About the competition operator Strelka KB was founded in 2013 to offer strategic consulting and comprehensive urban solutions. The company is currently working across Russia as a multi-disciplinary and multi-national team, covering 9 central competencies and collaborating with both Russian and international experts from 45 countries. The company features expert centers on Urban Anthropology, Urban Economics, and GIS Analysis. Distinguished projects include a renovation program and development guidelines for 3,000 streets in Moscow, Integrated Guidelines for Urban Development and the data-driven Urban Environment Quality Index for 1,114 Russian cities, the functional model for Zaryadye Park, and architectural competitions, including Nike’s first outdoor sports center in Gorky Park, Moscow, and Tel Aviv University’s nano lab. In 5 years, Strelka KB has managed 35 Russian and international architectural competitions. Over 2,500 professionals from 50 countries in the fields of architecture, urban planning and landscape design have already taken part in Strelka KB competitions. Most of the projects that were submitted to Strelka KB competitions have been implemented or are currently underway. Strelka's KB expertise was demonstrated by the holding of the competition for the development of the Zaryadye Park concept. Diller Scofidio + Renfro won the international competition held by Strelka KB, while the park itself has been ranked among the main world public spaces. To date, Strelka KB has managed to form a culture of industry-specific competitions with high-quality briefs, international juries and prize funds.

About the Integrated Guidelines for Urban Development
Of Russia’s 656 industrial cities, only 17 are responsible for 38% of the country’s present day GDP. Regulations for housing are outdated 20-25 years on average, and new developments are effectively governed by Soviet-era regulations.
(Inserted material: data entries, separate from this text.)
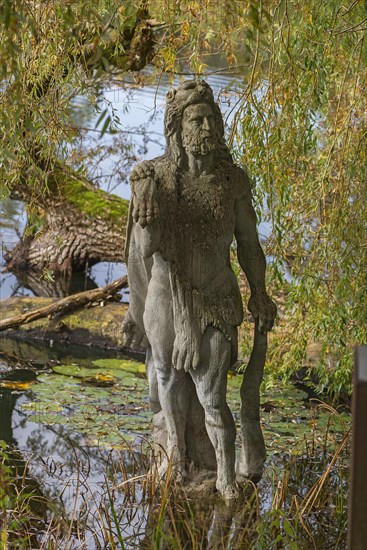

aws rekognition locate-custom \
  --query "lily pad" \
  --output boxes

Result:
[24,359,152,449]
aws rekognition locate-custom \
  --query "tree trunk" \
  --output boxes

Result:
[5,166,128,276]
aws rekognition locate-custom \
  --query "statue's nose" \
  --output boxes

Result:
[202,117,210,130]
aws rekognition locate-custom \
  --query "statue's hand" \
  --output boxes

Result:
[130,160,154,182]
[131,177,158,228]
[248,291,277,333]
[172,327,201,372]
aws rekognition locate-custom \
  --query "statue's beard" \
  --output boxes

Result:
[182,130,217,155]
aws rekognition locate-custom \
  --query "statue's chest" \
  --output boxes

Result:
[162,174,234,236]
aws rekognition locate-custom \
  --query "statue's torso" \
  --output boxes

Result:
[151,155,243,325]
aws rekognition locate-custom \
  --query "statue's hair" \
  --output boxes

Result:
[164,80,232,168]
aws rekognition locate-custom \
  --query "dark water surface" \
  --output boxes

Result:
[0,338,350,550]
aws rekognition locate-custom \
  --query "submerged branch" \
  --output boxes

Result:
[0,275,128,331]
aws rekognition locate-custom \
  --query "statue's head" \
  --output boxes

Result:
[164,80,231,168]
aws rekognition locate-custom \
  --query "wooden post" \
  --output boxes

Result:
[348,346,367,550]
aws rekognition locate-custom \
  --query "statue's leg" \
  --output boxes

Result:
[237,321,267,483]
[190,326,238,501]
[144,281,189,477]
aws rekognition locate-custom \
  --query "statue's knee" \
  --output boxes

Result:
[155,363,172,385]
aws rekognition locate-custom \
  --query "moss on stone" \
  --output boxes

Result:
[61,178,129,226]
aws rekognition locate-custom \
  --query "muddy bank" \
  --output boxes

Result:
[0,297,128,349]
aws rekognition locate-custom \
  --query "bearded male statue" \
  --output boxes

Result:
[124,80,276,502]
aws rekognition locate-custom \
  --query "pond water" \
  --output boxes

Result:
[0,73,270,300]
[0,338,350,549]
[0,75,350,550]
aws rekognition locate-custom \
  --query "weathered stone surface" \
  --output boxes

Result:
[124,80,276,502]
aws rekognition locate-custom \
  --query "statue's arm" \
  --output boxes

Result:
[134,216,161,258]
[130,161,160,258]
[235,170,276,332]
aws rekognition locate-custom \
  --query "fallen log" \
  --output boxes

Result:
[0,275,128,331]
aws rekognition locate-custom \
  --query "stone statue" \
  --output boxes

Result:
[124,80,276,502]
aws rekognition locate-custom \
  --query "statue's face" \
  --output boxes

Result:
[181,103,218,155]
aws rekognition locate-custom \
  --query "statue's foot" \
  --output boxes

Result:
[158,458,186,483]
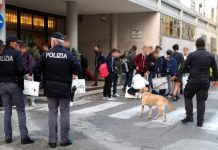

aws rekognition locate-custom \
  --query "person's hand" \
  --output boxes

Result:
[27,76,33,81]
[73,75,78,80]
[212,81,218,88]
[172,76,177,81]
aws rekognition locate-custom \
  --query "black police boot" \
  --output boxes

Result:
[5,138,12,144]
[181,117,194,124]
[61,140,73,146]
[21,137,35,144]
[48,143,57,148]
[197,122,203,128]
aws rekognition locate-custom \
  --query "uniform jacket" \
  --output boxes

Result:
[34,45,81,98]
[133,54,148,73]
[95,51,106,70]
[176,49,218,82]
[0,46,25,83]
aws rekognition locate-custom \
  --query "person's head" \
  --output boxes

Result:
[111,48,121,58]
[166,49,173,56]
[151,50,160,59]
[173,44,179,51]
[64,36,70,49]
[183,47,189,56]
[42,43,49,52]
[211,49,217,55]
[0,40,4,52]
[155,45,162,51]
[17,40,23,51]
[6,34,18,49]
[51,32,64,48]
[19,43,28,54]
[142,46,152,55]
[196,38,206,49]
[94,44,101,52]
[132,45,137,51]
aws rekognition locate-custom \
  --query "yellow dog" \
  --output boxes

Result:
[140,87,175,122]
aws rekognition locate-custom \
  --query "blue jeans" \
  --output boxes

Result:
[124,70,134,88]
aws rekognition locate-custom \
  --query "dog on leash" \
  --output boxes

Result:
[140,87,175,122]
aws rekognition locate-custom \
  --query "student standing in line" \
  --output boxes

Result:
[171,44,184,101]
[103,49,120,101]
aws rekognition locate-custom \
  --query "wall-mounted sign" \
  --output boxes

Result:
[130,30,143,39]
[0,0,3,10]
[0,14,4,30]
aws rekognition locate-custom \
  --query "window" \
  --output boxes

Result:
[182,22,195,40]
[161,14,180,37]
[5,9,17,30]
[33,15,44,31]
[20,12,33,30]
[48,17,56,33]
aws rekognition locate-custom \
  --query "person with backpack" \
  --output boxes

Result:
[155,46,167,95]
[166,50,177,96]
[122,45,137,92]
[113,54,123,97]
[100,49,120,101]
[19,42,36,106]
[92,44,106,86]
[133,46,152,77]
[171,44,184,101]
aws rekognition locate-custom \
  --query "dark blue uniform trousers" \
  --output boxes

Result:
[48,97,70,143]
[0,82,28,139]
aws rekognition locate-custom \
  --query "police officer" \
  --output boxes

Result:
[173,38,218,127]
[0,35,34,144]
[34,32,80,148]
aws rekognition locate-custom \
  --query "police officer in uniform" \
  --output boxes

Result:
[173,38,218,127]
[0,35,34,144]
[34,32,80,148]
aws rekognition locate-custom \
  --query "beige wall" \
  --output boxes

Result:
[118,12,160,52]
[78,15,111,70]
[78,13,160,71]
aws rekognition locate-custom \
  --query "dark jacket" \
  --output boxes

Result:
[0,46,25,83]
[95,51,106,70]
[157,56,167,76]
[22,53,35,75]
[176,49,218,82]
[106,53,115,74]
[170,51,184,69]
[133,54,148,73]
[34,45,81,98]
[147,54,157,72]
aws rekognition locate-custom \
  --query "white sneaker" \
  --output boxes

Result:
[135,93,139,99]
[114,93,120,97]
[107,97,116,101]
[70,102,73,107]
[103,97,108,100]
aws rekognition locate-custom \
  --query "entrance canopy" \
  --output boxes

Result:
[6,0,156,15]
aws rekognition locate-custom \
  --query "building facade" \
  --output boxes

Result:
[0,0,218,70]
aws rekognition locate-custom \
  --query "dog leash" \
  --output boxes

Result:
[152,81,169,90]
Russia’s capacity for future economic development and improvement in quality of life depends on bringing both these cities’ housing stocks and the guidelines for their expansion into the 21th century — the exact mission of the Integrated Guidelines for Urban Development, developed by Strelka KB under the initiative and in partnership with the Russian Ministry of Construction Industry, Housing and Utilities Sector and DOM.RF, an integrated housing development institution. Its flexible approach to regulation incorporates essential existing regulations while allowing for strategic long-term planning in compliance with global standards, helping to create the best, most liveable cities while accounting for Russia’s unique architectural and cultural context. The Guidelines comprises a set of 8 books, catalogues and manuals which categorize and respond to the problems that Russian cities are facing today. This work is the result of multidisciplinary teamwork: about 200 experts from more than 20 universities and 20 businesses from the Netherlands, Germany, Sweden, the UK, France, Denmark, Canada and Russia contributed to the project. The Guidelines combine international best practices, complex research and in-house expertise to solve real problems in modern Russian cities, offering patterns and flexible solutions rather than limiting restrictions.